The sticky typeErr in the parser

parseTypeExpr cannot return an error — it's called from inside expression parsers that don't propagate errors. Instead, it sets p.typeErr on the Parser struct. After every parseStmt call, parseProgram checks p.typeErr and surfaces it as a first-class error.
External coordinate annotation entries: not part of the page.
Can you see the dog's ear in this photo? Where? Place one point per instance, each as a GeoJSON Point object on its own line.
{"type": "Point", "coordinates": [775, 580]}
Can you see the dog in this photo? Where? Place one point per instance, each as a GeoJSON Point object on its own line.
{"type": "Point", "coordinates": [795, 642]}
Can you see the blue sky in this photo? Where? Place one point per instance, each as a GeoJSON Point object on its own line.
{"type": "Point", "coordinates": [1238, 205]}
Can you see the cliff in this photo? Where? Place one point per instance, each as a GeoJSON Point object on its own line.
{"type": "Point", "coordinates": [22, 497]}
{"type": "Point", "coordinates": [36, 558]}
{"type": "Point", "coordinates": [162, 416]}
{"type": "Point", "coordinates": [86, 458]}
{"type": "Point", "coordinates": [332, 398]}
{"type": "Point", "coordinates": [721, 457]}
// This triggers p.typeErr — "int?" is a valid type, "int??" is not
let x int?? = none   // parseTypeExpr sees "??" and sets p.typeErr
                     // parseProgram surfaces it: "invalid type annotation: int??"

For-loop scope splitting

The loop variable is declared const in a scope that is the parent of the body scope. If both were in the same scope, a let i = ... inside the body would shadow the const binding and let the user "reassign" the loop variable. Separate scopes prevent this. See checkFor in types/stmts.go.

for i in scores {
    let i = 99      // OK — "let i" in the body scope shadows the loop var (separate scope)
    show(i)         // prints 99
}

for i in scores {
    i = 99          // ERROR — "i" in the loop scope is const; assignment rejected
}

Suggested reading order for contributors.

1

syntax/token.go — 5 min. Every keyword and operator in one file. Understand the vocabulary before the grammar.

2

syntax/ast_stmt.go + ast_expr.go — 10 min. The shape of every node. Read the struct definitions; skip the marker methods.

3

types/types.go — 10 min. The Kind enum and AssignableTo. The 7-rule compatibility table determines what the checker allows everywhere.

4

src/main.go runCompile — 5 min. The pipeline as code. See how the three packages are wired together.

5

codegen/gen.go — 20 min. The generator struct and GenerateWithTypes. Understand the two-buffer layout before reading the emitters.

6

codegen/gen_stmt.go → gen_expr.go → unbox.go — the two emission paths side by side. Read emitVarDecl first — it shows all three paths (typed array, scalar probe, plain boxed) in one function.

7

runtime/runtime.h — 10 min. See what MonkValue actually looks like in C. Then codegen's emit strings become concrete.